I was a child but it was adulthood I wanted; the freedom and the respect.
I was twenty but it was thirty I wanted; to be mature and sophisticated.
I was middle-aged but it was twenty I wanted; the youth and the free-spirit.
I was retired but it was middle-age that I wanted; the presence of mind without limitations.
My life was over but I never got what I wanted.

This poem makes me tear up now, reading it again as I type, just like it did the first time I read it last night during my devotions.

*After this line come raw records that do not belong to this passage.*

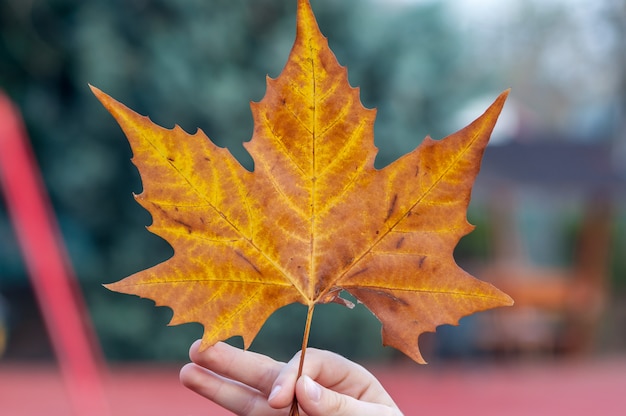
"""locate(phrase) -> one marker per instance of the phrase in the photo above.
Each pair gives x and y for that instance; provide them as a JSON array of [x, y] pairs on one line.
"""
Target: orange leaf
[[314, 217]]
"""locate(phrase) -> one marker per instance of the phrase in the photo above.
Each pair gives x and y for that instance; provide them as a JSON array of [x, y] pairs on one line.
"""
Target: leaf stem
[[305, 341]]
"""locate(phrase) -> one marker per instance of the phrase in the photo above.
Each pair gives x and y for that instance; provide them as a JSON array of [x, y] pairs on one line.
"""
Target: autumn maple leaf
[[315, 217]]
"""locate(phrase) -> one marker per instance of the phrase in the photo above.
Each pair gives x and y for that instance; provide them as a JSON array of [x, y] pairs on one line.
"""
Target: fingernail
[[312, 389], [274, 392]]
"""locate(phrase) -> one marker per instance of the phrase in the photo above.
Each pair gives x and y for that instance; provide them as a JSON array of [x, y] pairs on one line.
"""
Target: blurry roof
[[559, 164]]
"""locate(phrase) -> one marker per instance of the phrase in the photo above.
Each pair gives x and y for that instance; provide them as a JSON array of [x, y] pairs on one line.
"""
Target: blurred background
[[548, 204]]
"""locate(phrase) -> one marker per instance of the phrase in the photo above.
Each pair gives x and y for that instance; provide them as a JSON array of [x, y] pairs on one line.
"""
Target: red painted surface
[[575, 388], [48, 267]]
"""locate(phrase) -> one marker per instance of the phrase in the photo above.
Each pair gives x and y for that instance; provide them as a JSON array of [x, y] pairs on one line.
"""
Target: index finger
[[334, 372], [255, 370]]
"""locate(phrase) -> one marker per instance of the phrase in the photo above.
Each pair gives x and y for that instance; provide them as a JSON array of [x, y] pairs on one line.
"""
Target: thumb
[[316, 400]]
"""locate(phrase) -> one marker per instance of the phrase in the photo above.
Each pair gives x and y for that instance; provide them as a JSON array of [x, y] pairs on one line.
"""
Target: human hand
[[252, 384]]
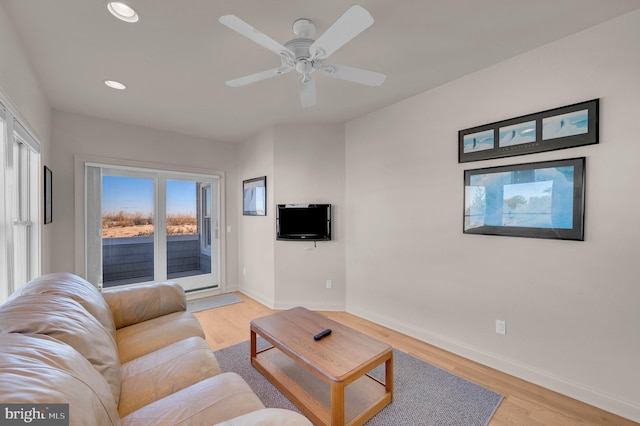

Probably because it is so me.

I have always been the one who is ready for the next season, both in nature and in my life.  I've always assumed that it was just normal, to be looking ahead to what will come next in my life, and even good, to always be looking forward to what my future will hold.  But now that I am a mom, and time is just flying by so quickly, and I have all the things I dreamed about when I was a little girl (an amazing husband, a lovely little home, and a beautiful baby), I feel like this habit of mine, this looking ahead to tomorrow, is robbing me of my today.

Even worse, it is blinding me to my true purpose here on earth.  I love being a wife and mother, I love it so much that some days I look at my son and I just can't believe that this is really my life.  I really am married to my best friend, and we really have been blessed with a child, the most amazing gift that either of us has ever received.  Yet because of the responsibilities that come with these roles, I often get so caught up in things that don't really matter.  I have what Linda Dillow (the author of the devotional book I'm reading right now) calls "a faulty focus."  In her book, she writes that "Often women without direction live not only dot-to-dot but on hold, waiting - for the right job, the right man, a baby.  Waiting for the baby to grow up and leave home - waiting for something to give their life meaning.  Their faulty focus makes contentment an impossible dream (p. 108)."  For me, this is so true.  I have gotten so caught up in waiting for and looking forward to these events in my life that I think will give deeper meaning and provide the ultimate contentment, and in some ways, they have.  But it is very fickle, and some days, I will admit, I'm not content, not at all.

It's hard work to be a wife, and it's even harder to be a mother.  Nothing has ever made me feel so frustrated, out of control, and just plain crazy like motherhood has.  And no matter how much I love my child, sometimes I just can't see past the struggles of the moment to find that contentment that I thought would be there.  Sometimes I am so tired, and I just wish I could go back to before, when I was kid-free.  I wish for just one night of completely uninterrupted sleep, no waking up to that silence right before the baby starts crying, heart thumping just waiting and listening.  The funny thing is, during that period in my life I took it all for granted, because I was so anxious to move on to the next stage in my life and have a baby. Ironic Sad, isn't it?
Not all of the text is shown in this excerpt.